The Karnataka government has told the state high court that Owaisi will inflame communal passions and prevented him from addressing any public meeting since February. "From February to August, there is a communal problem in Bengaluru? Why are you holding elections then?" he asked.
He slammed the Congress as a party that did not believe in freedom of expression or in democracy.
"If Digvijaya Singh can hold a roadshow in Bengaluru, Asaduddin Owaisi cannot address a single public meeting? You (Congress) are calling Owaisi a Nizam, not a Tipu Sultan. If you put a tiger in the cage, won't people see him as a tiger?" he asked, alluding to Mysore kingdom's benign ruler Tipu Sultan, who is referred to as Tiger and to the Nizam of Hyderabad, who funded a riotous religious army called Razakars around 1947 that wrecked havoc in Hyderabad-Karnataka and wanted to join Pakistan.

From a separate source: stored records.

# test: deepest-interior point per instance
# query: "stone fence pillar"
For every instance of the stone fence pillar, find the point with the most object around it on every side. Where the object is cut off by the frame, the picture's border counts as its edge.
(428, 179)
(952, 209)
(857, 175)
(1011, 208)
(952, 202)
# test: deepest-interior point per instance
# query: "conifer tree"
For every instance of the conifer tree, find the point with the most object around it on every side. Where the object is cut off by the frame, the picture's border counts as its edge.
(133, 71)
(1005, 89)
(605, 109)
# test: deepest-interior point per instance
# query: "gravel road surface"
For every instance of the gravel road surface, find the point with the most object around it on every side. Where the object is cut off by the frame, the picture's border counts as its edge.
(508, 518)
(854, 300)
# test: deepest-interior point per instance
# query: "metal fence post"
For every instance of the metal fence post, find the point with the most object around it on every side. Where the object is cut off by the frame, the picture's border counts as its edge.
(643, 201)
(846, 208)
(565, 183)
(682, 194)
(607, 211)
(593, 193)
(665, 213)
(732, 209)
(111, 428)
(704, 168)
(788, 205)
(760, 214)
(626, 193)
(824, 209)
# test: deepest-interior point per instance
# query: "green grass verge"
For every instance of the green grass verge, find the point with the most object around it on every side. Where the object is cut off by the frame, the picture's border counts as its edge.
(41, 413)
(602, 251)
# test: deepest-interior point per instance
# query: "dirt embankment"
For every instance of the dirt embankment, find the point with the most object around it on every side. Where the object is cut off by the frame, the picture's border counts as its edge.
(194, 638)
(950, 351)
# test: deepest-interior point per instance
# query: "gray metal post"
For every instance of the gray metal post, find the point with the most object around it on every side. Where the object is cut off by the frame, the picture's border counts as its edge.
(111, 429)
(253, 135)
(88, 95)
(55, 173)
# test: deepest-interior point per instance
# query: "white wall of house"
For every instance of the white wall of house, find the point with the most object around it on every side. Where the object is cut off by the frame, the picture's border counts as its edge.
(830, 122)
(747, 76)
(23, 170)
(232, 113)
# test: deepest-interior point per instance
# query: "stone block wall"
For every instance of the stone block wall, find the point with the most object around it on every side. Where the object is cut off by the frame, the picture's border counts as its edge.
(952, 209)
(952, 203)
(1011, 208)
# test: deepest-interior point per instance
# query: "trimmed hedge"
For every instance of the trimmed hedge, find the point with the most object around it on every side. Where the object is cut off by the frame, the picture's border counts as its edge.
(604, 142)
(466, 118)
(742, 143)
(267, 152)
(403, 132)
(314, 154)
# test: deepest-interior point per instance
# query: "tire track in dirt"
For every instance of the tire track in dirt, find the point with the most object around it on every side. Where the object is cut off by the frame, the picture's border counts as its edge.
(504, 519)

Owaisi pointed to the 35 public meetings that he addressed in Maharashtra during the state assembly elections and the six meetings he held in Aurangabad. "I've addressed a meeting in (communally-sensitive) Kishanganj, Bihar.
There was no problem, nothing happened. Yes, I will provoke you. I will definitely hurt you, expose you. But the day I cross the line of sections 153 (wantonly provoke riots) or 297 (insulting religion) of the IPC, you can stop me. The state is bigger than Asaduddin Owaisi," he said.